Metadata-Version: 2.1
Name: elemeta
Version: 1.0.4
Summary: Metafeature Extraction for Unstructured Data
Home-page: https://docs.elemeta.ai
License: MIT
Author: Lior Durahly
Author-email: lior.durahly@superwise.ai
Requires-Python: >=3.8,<4.0.0
Classifier: License :: OSI Approved :: MIT License
Classifier: Programming Language :: Python :: 3
Classifier: Programming Language :: Python :: 3.8
Classifier: Programming Language :: Python :: 3.9
Classifier: Programming Language :: Python :: 3.10
Classifier: Programming Language :: Python :: 3.11
Requires-Dist: better-profanity (>=0.7,<0.8)
Requires-Dist: datefinder (>=0.7,<0.8)
Requires-Dist: emoji (>=2.2,<3.0)
Requires-Dist: langdetect (>=1.0,<2.0)
Requires-Dist: nltk (>=3.8,<4.0)
Requires-Dist: numpy (>=1.22,<2.0)
Requires-Dist: pandas (>=1.1,<2.0)
Requires-Dist: profanity-check (>=1.0,<2.0)
Requires-Dist: textblob (>=0.17,<0.18)
Requires-Dist: textstat (>=0.7,<0.8)
Requires-Dist: vadersentiment (>=3.3,<4.0)
Project-URL: Documentation, https://docs.elemeta.ai
Project-URL: Repository, https://github.com/superwise-ai/elemeta
Description-Content-Type: text/markdown

# Elemeta: Metafeature Extraction for Unstructured Data

[![](https://github.com/superwise-ai/elemeta/workflows/Release/badge.svg?branch=main)](https://github.com/superwise-ai/elemeta/actions/workflows/release.yaml)
[![](https://img.shields.io/pypi/pyversions/elemeta)](https://pypi.org/project/elemeta/)
[![](https://img.shields.io/github/license/superwise-ai/elemeta)](https://github.com/superwise-ai/elemeta/blob/main/LICENSE)
[![](https://img.shields.io/badge/docs-quickstart-orange)](https://docs.elemeta.ai/getting_started.html)
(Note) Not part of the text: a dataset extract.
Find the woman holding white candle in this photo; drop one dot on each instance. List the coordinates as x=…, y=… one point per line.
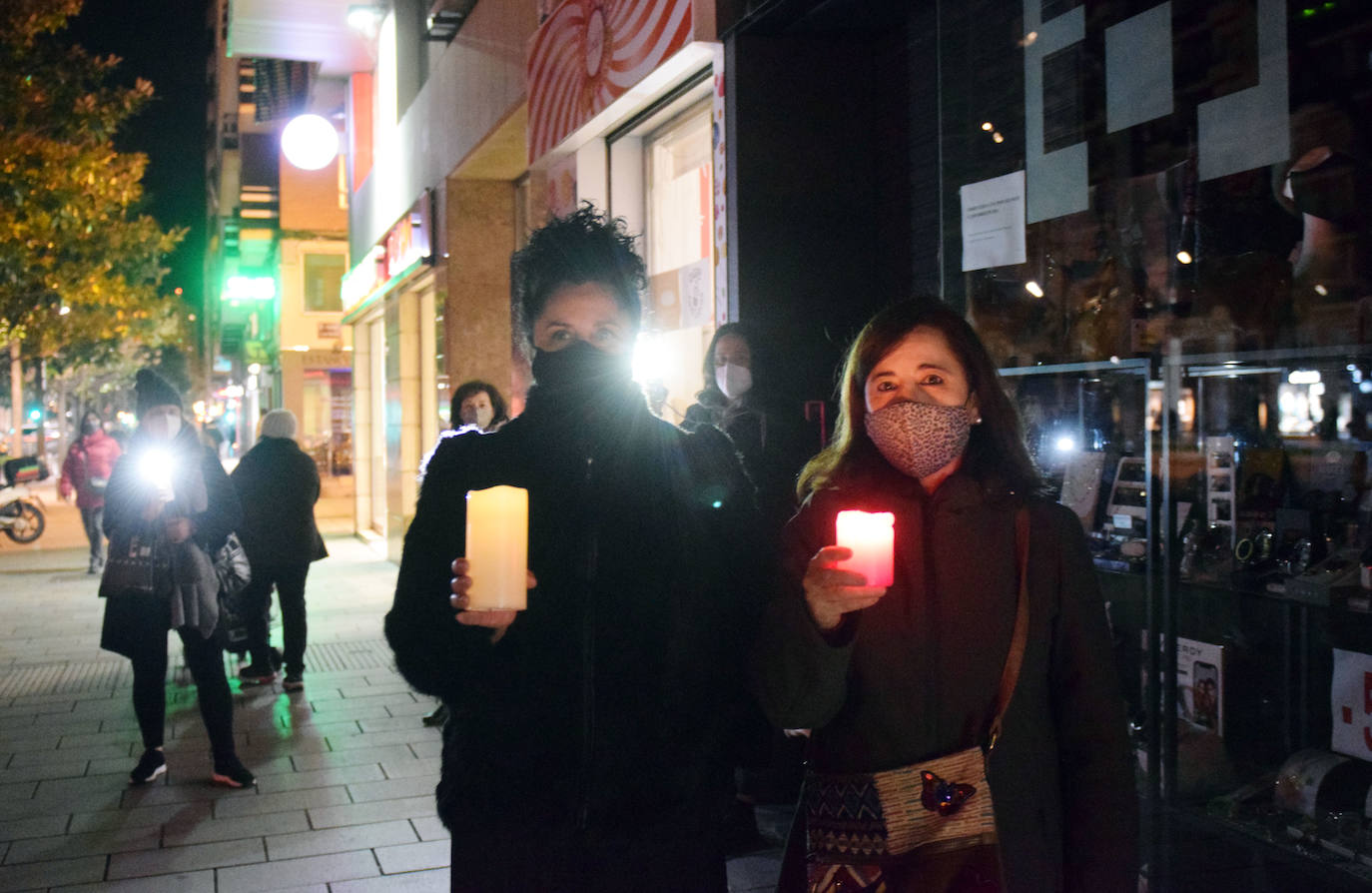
x=589, y=746
x=895, y=676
![](./docs/images/elemeta_cover_image_black.png)
Elemeta is an open-source library in Python for metafeature extraction. With it, you will be able to explore, monitor, and extract features from unstructured data through enriched tabular representations. It provides a straightforward Python API for metafeature extraction from unstructured data like text and images.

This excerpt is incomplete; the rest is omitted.